We are not alone. Bureaucracy is rife in every organisation, and
is responsible for stifling creativity and energy. In the working
world, people of faith can either do the paperwork, while admitting
that "the days are evil" (Ephesians 5.16), or simply refuse to fill
in irrelevant forms. (One friend's sudden change of manager
required duplicate form-filling, which sucked up time with his
clients; so he refused. This led to disciplinary measures. Three
months later, when the new boss left, the whole room full of extra
paperwork was shredded.) We may even feel driven to withdraw from
beloved voluntary groups, or retire early from work, and take up a
hobby instead. Thus, both the workforce and the voluntary groups
lose valuable skills and experience.
OF COURSE, the Church is not allowed to escape. At one meeting,
our PCC had a particularly heated discussion over a mandatory
policy that we saw as being antithetical to Christ's instruction to
forgive. Our Vicar asked whether we would be prepared to resign at
the next annual meeting because of it.
There was a long silence. Then one member said: "It's cheaper
than a hair shirt." It was not an overstatement to compare our
paperwork to this medieval form of self-imposed penance, and the
rest of us agreed: it was just as irritating; just as itchy. And it
scratched at the meaning of our faith. Despite that, no one chose
resignation as a means of escape.
CHRIST humbled himself. We humble ourselves to the point of
draining a creative brain into grey, zombie-like drivel, as we
dutifully fill in forms that imply that we cannot talk to children,
transport adults with learning difficulties, assess risk, climb a
ladder, handle church funds, or even serve a cup of tea without
evil intent. All the while, we know that any real criminal would
find ways to continue truly nefarious practices undetected.
"Lead us not into temptation." We ask forgiveness as the mind
reels with imagined sarcastic replies to a statistics survey that
demands an-swers to questions that we never dreamed were germane to
being the people of God.
So why don't we give up, as so many excellent teachers,
librarians, nurses, and social workers are doing? After all, being
a member of a church committee is a voluntary job.

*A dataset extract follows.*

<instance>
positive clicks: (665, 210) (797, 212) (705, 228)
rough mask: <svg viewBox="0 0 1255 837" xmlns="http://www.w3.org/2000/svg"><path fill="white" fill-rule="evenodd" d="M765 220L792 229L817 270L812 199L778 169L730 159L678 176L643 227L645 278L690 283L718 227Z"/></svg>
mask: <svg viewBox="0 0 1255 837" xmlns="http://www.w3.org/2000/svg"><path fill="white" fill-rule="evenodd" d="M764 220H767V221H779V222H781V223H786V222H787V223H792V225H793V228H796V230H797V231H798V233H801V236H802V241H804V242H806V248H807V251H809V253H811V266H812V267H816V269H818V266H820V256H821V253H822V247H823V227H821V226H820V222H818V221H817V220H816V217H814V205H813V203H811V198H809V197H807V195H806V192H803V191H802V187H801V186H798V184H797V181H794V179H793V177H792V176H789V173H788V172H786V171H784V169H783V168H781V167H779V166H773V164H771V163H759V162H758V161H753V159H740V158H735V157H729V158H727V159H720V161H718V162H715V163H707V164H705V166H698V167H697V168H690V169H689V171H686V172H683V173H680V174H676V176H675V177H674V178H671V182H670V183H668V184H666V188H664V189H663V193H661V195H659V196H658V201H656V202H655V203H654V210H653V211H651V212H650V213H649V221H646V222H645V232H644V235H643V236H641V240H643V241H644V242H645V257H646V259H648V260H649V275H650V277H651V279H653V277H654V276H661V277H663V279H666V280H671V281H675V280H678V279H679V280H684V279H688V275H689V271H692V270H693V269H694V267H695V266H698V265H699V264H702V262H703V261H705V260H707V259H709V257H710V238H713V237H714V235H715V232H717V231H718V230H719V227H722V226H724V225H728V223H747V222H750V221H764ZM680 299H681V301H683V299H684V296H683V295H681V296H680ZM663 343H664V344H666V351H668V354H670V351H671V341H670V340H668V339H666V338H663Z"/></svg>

Perhaps it has something to do with keeping the church there. We
do the paperwork, not only for the smattering of penniless Sunday
worshippers, who are the community's powerhouse of prayer. We are
also there for the market stall-holders who need a lavatory, and a
cup of tea; for the baptism, wedding-, and funeral-requesters; the
whim-worshippers; those who take, and give nothing in return; the
pre-schoolers who run around the sanctuary as if they owned the
place (they do); the stranger who wanders in midweek to lay his
hands on the church walls because "they are soaked with prayer";
the man who stumbles in during coffee time and bursts into tears at
the suicide of a relative; the person who is "not religious", but
checks the community prayer book each week; the little girl with
nightmares; the fervent prayer of someone who just wants her
dad.
We do the paperwork so that others can think on whatever is
true, lovely, of good report - the things that are God's - and
share their faith in the community. We do the paperwork so that
Jesus is there, among those who suffer and those who celebrate.
But, while we're doing this, something beautiful happens. It is
the wonder of God, who can draw together such a wildly disparate
group as the members of our church council, and nurture us as we
pray, wrangle, and work together - needing each other's skills,
while our arrogance gets knocked down, and our confidence gets
notched up; through the roadblocks we face, or the gaspingly
impossible miracle of meeting our parish share. And, as we
ourselves are changed, we keep the common vision of our church,
open for the community and for the world.
SO, DESPITE the infuriating, energy-draining, time-guzzling,
Caesar-rendering, faith-skewing bureaucracy, we volunteers keep
going - not in order to proclaim the gospel, but to show that the
Church is at the forefront of "good practice". Could this be
love?
Judith Robinson worships at St Michael and All Angels,
Shefford, in the diocese of St Albans.